Obituary: Michael Frank Caruso

Michael Frank Caruso, 98, of Killingworth, returned to our Lord on August 15, 2022. For nearly seventy-six years, Mike was the devoted husband of Margaret (Testa) Caruso. Mike and his twin sister Marie were born January 14, 1924, in New Haven to Vincenzo (James) and Mary (Sanzero) Caruso.

Mike was a 1939 graduate of the Prince Street School in New Haven, where at the age of 6 he met his future wife, Margaret. The two instantly became an item and were nearly inseparable for the next 92 years. Even when not physically together, the two kept up an avid correspondence through letters that are cherished by their family to this day.

Most of Mike’s adolescence was spent working in the Civilian Conservation Corps, a program developed by President Franklin D. Roosevelt to “renew the country’s natural resources and challenge the human spirit of a nation in depression.” Mike and his older brothers John and Joe worked as part of Camp Hadley, Company 2101 of the CCC. Their company was tasked with building the Connecticut State Park known today as Chatfield Hollow. Mike was very proud of his service to the CCC and in May 2019 he was blessed to participate in a ceremony and statue unveiling honoring the young men of the Civilian Conservation Corps.

At age 19, Mike enlisted in the United States Army. He very proudly served his country in the Pacific Theater during World War II. Mike was a member of the Army Corps of Engineers, and his principal duty was building airstrips for Allied planes. He served as a Sergeant in the Philippines, Papua New Guinea and Okinawa. Mike was also extremely proud to have been one of fewer than 15,000 men chosen to fly a glider during the war. These gliders were engine-less aircraft used to transport troops and heavy equipment across enemy lines without being detected and were not used again after World War II. For his service in the war, Mike was honored with 2 letter citations, 4 Bronze Stars, and a Silver Star, which is the third highest military decoration for valor in combat. Those who knew Mike will remember that he was very rarely seen without his “WWII Veteran” ball cap. Mike was a very proud American and continued into his nineties to give Veterans Day speeches, hoping to inspire younger generations to a call larger than themselves.

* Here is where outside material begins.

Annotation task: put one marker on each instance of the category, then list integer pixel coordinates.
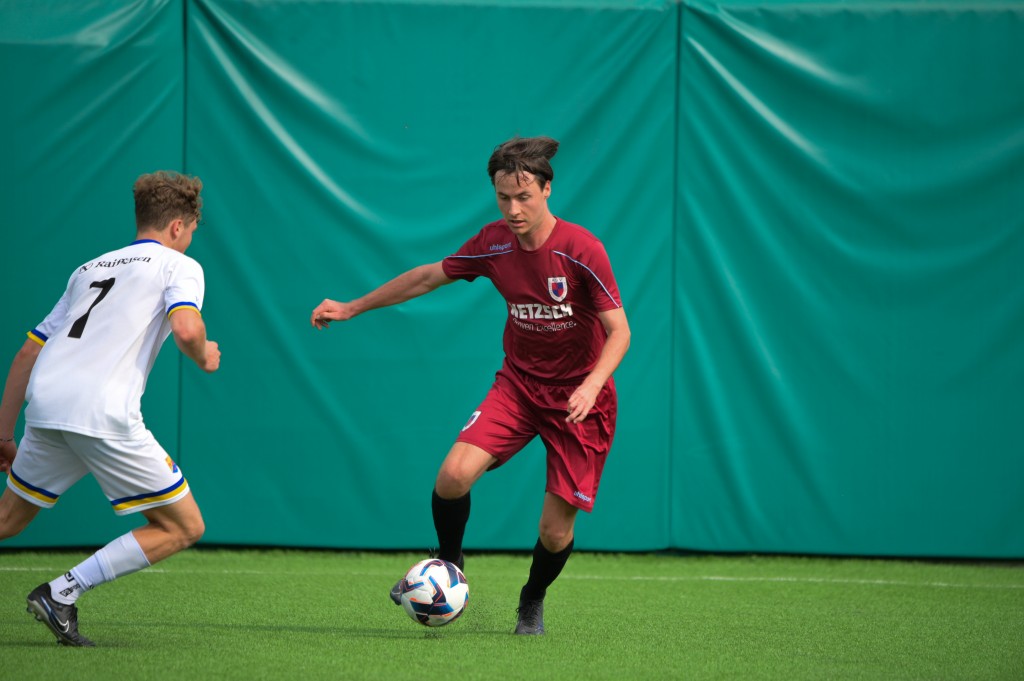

Mike returned from the war in January 1946 and married Margaret in New Haven on October 26, 1946, just ten days after her 21st birthday. They later moved to West Haven where they raised three beautiful daughters. Nothing was more important to Mike than his four girls and he worked tirelessly to provide a wonderful life for them. Early in his career, Mike worked as a truck driver for Portanova Lumber in Waterbury and E & J Gallo Wine in West Haven. Most of his career was spent as the Foreman for the Gerrity Lumber Company in North Haven. In his later years, Mike worked as a custodian at The Morgan School in Clinton, where he found great joy in socializing with the students and faculty.